How to Grow Celery
In this article, we share a comprehensive guide to growing celery at home.
Quick Guide Information
Common Name: Celery
Scientific Name: Apium graveolens var. dulce
Life Span: Biannual
Time Till Harvest: 60-90 days
Light Requirement: Partial Shade
Optimum pH: 6.0 - 7.0
Celery is a sensational vegetable that is extremely versatile. You can eat fresh chopped up into salads or cook it to serve as the base for countless stews, soups, curries, and stir-frys. Planted in your garden it is something you can use every day, making a true cornerstone and important member of the landscape.
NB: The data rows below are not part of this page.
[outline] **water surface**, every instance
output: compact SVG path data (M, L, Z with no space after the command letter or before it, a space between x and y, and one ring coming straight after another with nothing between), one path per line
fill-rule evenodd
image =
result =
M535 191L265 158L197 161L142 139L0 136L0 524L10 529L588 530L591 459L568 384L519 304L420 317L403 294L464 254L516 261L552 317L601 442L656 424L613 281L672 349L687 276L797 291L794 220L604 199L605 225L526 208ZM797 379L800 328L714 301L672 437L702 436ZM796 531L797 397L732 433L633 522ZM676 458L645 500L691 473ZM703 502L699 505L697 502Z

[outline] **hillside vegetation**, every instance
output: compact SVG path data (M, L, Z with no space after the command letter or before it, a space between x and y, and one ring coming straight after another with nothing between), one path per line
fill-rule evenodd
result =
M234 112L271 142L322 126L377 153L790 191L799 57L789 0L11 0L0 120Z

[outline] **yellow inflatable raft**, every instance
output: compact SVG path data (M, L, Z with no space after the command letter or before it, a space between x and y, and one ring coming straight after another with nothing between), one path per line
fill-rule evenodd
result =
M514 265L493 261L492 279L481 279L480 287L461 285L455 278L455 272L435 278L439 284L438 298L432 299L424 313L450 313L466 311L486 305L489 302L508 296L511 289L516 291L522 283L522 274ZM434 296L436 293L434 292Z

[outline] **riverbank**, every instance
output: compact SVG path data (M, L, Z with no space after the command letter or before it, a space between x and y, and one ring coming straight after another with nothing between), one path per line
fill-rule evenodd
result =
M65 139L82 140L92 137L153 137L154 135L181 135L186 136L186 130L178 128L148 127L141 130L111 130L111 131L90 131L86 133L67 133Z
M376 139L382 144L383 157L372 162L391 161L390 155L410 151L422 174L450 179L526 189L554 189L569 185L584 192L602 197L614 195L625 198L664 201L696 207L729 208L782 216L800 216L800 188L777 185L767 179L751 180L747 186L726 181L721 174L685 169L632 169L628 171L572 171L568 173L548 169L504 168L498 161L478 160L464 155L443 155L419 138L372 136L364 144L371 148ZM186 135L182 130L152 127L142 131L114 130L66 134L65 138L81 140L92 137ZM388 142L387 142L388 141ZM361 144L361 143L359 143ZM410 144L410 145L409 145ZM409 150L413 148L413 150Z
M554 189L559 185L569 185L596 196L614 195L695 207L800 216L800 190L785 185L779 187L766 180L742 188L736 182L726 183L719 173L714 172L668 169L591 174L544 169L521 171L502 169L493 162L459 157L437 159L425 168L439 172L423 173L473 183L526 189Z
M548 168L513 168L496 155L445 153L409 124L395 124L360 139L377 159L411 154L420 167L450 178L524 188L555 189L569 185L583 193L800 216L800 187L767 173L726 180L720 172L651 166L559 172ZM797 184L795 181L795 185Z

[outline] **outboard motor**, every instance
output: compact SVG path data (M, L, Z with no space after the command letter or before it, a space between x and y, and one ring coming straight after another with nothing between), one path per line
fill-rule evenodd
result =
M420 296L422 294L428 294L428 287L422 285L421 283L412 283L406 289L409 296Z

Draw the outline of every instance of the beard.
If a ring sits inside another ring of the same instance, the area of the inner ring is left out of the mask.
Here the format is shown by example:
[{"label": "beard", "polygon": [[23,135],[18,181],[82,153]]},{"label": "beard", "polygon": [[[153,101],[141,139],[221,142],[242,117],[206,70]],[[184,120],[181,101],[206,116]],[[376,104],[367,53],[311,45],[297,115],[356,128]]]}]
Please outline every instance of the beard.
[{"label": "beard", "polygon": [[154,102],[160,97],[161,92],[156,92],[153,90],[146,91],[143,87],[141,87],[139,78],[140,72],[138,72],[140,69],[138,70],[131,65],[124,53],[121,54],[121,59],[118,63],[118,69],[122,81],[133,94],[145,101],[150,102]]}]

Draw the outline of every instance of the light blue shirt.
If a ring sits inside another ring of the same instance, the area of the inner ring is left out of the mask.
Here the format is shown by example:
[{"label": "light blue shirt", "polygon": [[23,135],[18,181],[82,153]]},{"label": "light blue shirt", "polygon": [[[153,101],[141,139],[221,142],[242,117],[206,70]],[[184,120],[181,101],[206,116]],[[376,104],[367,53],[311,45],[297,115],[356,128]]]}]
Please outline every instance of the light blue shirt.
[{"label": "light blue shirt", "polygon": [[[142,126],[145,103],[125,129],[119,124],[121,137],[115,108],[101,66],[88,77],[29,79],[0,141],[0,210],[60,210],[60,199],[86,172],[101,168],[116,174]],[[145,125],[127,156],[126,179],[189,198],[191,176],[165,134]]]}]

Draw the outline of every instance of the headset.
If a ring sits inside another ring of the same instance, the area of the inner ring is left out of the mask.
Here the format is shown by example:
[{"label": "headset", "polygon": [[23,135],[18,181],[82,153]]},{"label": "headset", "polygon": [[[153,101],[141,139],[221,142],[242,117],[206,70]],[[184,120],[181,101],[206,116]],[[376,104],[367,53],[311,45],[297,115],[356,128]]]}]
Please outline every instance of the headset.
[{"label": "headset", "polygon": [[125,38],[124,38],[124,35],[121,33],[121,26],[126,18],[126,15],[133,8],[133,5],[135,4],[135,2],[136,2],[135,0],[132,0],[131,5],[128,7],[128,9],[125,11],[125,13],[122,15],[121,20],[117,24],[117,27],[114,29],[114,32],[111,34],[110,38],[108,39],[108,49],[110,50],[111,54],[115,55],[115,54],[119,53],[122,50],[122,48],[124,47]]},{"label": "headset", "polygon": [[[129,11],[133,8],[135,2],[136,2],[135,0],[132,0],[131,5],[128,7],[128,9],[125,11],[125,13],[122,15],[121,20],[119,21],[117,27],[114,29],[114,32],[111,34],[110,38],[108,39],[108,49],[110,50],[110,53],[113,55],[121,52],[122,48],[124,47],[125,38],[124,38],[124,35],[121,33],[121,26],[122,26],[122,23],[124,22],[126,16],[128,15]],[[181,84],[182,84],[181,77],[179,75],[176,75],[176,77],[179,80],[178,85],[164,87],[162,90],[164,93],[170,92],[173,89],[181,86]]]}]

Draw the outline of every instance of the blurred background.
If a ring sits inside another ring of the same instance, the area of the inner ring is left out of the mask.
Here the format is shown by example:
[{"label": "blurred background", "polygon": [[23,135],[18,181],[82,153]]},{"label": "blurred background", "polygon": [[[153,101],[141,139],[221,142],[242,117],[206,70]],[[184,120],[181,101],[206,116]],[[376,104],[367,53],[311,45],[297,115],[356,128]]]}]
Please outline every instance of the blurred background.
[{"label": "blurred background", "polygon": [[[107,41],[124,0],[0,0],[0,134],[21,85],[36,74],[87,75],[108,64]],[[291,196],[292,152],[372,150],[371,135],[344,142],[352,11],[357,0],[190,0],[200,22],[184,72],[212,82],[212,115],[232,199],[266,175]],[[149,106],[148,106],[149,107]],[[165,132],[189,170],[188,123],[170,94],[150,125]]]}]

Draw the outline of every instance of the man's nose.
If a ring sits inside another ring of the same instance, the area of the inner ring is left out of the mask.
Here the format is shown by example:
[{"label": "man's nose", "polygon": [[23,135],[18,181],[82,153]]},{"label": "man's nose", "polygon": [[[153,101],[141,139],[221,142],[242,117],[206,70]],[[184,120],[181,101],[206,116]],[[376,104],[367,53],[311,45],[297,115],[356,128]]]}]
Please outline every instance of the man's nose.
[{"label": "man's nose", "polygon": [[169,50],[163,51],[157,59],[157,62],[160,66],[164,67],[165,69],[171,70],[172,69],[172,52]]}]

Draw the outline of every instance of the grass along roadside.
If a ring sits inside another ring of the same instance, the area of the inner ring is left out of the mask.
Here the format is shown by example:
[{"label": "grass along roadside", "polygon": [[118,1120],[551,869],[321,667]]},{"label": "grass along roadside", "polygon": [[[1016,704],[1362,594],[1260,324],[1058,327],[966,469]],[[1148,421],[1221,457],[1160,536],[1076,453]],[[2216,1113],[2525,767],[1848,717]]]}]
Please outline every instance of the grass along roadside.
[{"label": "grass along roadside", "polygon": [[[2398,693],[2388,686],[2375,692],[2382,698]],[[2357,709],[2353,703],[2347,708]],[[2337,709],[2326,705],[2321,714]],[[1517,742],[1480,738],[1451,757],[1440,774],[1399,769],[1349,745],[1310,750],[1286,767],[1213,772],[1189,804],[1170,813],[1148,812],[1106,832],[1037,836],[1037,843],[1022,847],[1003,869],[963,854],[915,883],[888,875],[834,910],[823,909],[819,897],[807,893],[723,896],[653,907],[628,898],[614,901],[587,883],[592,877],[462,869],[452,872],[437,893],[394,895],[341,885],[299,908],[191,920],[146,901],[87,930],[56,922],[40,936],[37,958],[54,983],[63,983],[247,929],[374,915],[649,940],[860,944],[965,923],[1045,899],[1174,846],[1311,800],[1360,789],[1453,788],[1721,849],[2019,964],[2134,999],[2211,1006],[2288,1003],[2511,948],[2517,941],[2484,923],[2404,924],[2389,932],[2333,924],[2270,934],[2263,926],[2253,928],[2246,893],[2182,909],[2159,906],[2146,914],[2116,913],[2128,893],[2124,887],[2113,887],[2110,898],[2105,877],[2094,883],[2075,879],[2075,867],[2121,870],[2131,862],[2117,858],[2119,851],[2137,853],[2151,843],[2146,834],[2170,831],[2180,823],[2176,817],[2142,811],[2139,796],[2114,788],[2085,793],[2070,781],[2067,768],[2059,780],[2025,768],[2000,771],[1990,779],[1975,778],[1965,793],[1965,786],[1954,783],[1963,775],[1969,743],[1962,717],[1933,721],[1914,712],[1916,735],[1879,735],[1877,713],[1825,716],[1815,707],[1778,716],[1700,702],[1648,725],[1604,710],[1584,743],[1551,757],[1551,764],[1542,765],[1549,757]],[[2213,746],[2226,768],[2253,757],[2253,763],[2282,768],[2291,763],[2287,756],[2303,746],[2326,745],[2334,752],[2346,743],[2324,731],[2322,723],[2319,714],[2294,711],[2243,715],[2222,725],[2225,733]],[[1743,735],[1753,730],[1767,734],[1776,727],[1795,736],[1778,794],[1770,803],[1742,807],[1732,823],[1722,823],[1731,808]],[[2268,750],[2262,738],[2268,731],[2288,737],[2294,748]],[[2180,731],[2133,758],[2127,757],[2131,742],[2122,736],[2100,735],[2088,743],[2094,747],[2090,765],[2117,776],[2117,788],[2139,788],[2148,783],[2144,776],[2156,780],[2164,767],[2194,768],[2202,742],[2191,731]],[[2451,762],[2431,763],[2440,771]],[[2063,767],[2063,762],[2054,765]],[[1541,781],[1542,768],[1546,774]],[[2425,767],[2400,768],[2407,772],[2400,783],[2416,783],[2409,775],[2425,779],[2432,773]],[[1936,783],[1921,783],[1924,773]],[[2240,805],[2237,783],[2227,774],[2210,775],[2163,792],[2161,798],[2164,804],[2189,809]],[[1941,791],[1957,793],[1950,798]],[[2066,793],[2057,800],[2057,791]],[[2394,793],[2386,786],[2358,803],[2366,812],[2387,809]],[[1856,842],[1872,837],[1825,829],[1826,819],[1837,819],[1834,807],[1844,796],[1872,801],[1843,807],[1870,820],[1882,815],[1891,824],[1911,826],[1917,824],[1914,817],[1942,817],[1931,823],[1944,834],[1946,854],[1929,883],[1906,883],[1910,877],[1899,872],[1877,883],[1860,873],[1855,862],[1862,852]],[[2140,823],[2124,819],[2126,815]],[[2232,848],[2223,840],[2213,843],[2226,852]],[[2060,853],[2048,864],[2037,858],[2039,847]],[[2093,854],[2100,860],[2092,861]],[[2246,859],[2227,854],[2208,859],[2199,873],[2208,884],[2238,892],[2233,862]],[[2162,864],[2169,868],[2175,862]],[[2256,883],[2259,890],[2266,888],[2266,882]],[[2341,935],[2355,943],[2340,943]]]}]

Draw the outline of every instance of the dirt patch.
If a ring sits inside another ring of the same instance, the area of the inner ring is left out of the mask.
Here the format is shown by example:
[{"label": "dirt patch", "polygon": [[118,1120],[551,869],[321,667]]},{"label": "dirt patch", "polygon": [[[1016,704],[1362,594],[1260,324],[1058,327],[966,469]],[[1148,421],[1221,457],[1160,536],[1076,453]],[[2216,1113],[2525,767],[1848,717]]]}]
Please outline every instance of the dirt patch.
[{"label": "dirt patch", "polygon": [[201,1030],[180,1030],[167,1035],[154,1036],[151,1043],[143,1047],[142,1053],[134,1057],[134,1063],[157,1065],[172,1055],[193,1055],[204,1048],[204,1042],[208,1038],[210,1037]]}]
Propagation, Planting and Maintenance
Celery grows best in temperate climates. It likes fertile soils that are consistently moist. This is a vegetable you can grow in soils that are a bit boggy or have a tendency to get saturated. It also tends to do well in partial shade, especially in very hot climates.
There are two main varieties of celery. These are the trench varieties and the self-blanching varieties. Trench varieties are planted in trenches and slowly buried to promote the growth of long stems. Self-blanching varieties are more straightforward and do not require this additional care. For most home gardeners, the self-blanching varieties are recommended, and this is what we will be discussing in this article
It is best to plant celery in the spring or late summer once the temperatures have cooled. Avoid planting too early as temperatures below 10C can cause celery to bolt early.
Celery seeds are small and require tender care for germination. It is usually best to start them in a tray and then separate and transplant them once they have germinated.
Sow seeds directly on top of the soil. They require some light and warmth to properly germinate. You can mulch with a very fine layer of vermiculite, sawdust, or coco coir to help retain moisture. Seeds may take up to 3 weeks to germinate, be patient and most importantly keep the soil moist!
Once germinated you can separate them gently using a chopstick or tweezers into individual starter trays or pots. Once they are about 8-10 cm in height you can place them in the garden.
Plant 15cm apart in blocks. This close spacing helps promote the growth of longer stems and mimics the philosophy around “blanching” used in trench varieties.
Plants can be harvested little by little as soon as they reach desirable size. As soon as frosts start approaching you can harvest all the stems. In winter you can protect plants by applying 5 to 10 cm of mulch.